В третьем заседании комиссии, 17 апреля, Волынский говорил, что «все делал он по злобе на графа Остермана, Куракина и Головина и поступал все против их, думал, что был министр, и мыслил, что он был высокоумен, а ныне видит, что от глупости своей все врал с злобы своей». При этих словах он становился на колена и кланялся. Чернышев сказал ему: «Все ты говоришь плутовски, как и напред сего по прежним своим делам так же ты в ответах скрывал и беспамятством своим отговаривался, но как в плутовстве обличен, то и повинную принес». Волынский отвечал на это: «Не поступай со мною сурово: ведаю я, что ты таков же горяч, как и я, деток ты имеешь, воздаст господь деткам твоим!» Волынский продолжал жаловаться на свою горячесть: «О какая беда, что сам на себя наврал; надеялся на свое перо, что писать горазд, и все на то горячесть меня привела!» Жаловался на Бирона, который сказал ему, чтоб подал письмо государыне. Припомнил, как однажды князь Куракин пришел к ее величеству пьяный; государыня сказала: что ты, Куракин, пьян? а Куракин ей доносил, что пьянство напустил на него Волынский.

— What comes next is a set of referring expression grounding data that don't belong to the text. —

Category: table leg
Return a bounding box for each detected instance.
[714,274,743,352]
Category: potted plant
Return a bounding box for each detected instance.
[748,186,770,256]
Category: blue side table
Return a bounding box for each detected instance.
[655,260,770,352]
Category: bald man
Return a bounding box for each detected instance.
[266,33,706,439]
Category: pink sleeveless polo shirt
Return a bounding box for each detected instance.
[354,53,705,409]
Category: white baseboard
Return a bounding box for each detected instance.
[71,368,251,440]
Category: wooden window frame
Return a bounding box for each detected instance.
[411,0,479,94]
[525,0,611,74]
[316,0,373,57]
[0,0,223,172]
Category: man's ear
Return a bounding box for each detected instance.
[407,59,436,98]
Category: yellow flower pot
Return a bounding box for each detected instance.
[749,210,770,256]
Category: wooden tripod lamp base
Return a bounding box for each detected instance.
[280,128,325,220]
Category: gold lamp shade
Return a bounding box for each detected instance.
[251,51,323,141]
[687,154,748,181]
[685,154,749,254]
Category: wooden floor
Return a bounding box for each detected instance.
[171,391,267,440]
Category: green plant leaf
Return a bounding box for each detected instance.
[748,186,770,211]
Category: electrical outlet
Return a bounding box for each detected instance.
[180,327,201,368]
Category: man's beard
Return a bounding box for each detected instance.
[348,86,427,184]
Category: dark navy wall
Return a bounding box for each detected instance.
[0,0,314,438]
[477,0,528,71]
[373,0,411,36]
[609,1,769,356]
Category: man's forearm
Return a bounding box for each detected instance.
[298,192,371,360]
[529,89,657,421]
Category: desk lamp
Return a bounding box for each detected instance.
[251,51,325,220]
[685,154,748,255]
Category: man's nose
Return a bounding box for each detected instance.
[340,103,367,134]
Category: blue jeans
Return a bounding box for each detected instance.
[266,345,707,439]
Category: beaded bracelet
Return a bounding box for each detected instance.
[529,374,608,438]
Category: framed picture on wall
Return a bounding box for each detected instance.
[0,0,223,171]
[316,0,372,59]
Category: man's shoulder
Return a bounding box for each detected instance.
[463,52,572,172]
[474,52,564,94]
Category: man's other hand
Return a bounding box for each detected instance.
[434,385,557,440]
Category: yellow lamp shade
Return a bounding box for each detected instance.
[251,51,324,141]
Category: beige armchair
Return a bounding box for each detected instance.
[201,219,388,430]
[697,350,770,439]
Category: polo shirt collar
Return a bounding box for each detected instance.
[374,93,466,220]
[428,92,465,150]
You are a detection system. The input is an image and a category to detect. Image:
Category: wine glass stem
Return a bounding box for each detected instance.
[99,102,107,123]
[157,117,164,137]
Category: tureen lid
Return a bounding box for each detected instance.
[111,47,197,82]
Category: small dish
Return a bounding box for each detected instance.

Волынский недолго ограничивался жалобами на Бирона, Остермана, Куракина и Головина; стал признаваться, что позволял себе дерзкие отзывы о самой императрице, но все ограничивалось одними словами. «Злого намерения и умысла, чтоб себя сделать государем, я подлинно не имел», – утверждал Волынский. Но этому показанию не поверили. 22 мая он был поднят на дыбу и пытан полчаса, было ему 8 ударов; с пытки говорил то же. Все, что мог еще припомнить, – это то, что хвалил житье польских панов, которые никого не боятся. Ему говорили: «Сам он знает, в каких злодейственных словах и рассуждениях против ее величества погрешил, то б и о прочих своих умыслах повинную принес, яко то без наижесточайшего истязания оставить не можно, ибо сам он ведает, что токмо за неснимание полицейскими служителями, идучи мимо двора его, шапок не оставил им того просто, но мучимы были жестокими побоями». Волынский ни в чем не признавался; было ему 18 ударов, и с пыток не сказал ничего нового. Кроме признания в словах выпытать ничего не могли; из дел еще до пыток Волынский признался во взятках: брал с купцов парчами, объярью, тафтами; московские питейные компанейщики подарили ему две тысячи рублей, Моисей Рагузинский – тысячу да дал без расписки взаймы две тысячи; Демидова зять Федор Владимиров подарил ему тысячу рублей. Это взял он, будучи кабинет-министром. Из казны брал деньги, но возвращал; карлу Ерохина определил в Конюшенной канцелярии с жалованьем по 50 рублей в год, а держал при себе для своих партикулярных услуг, а что в Казани взял взяток около 6 или 7 тысяч рублей, в том государыне повинился и получил прощение.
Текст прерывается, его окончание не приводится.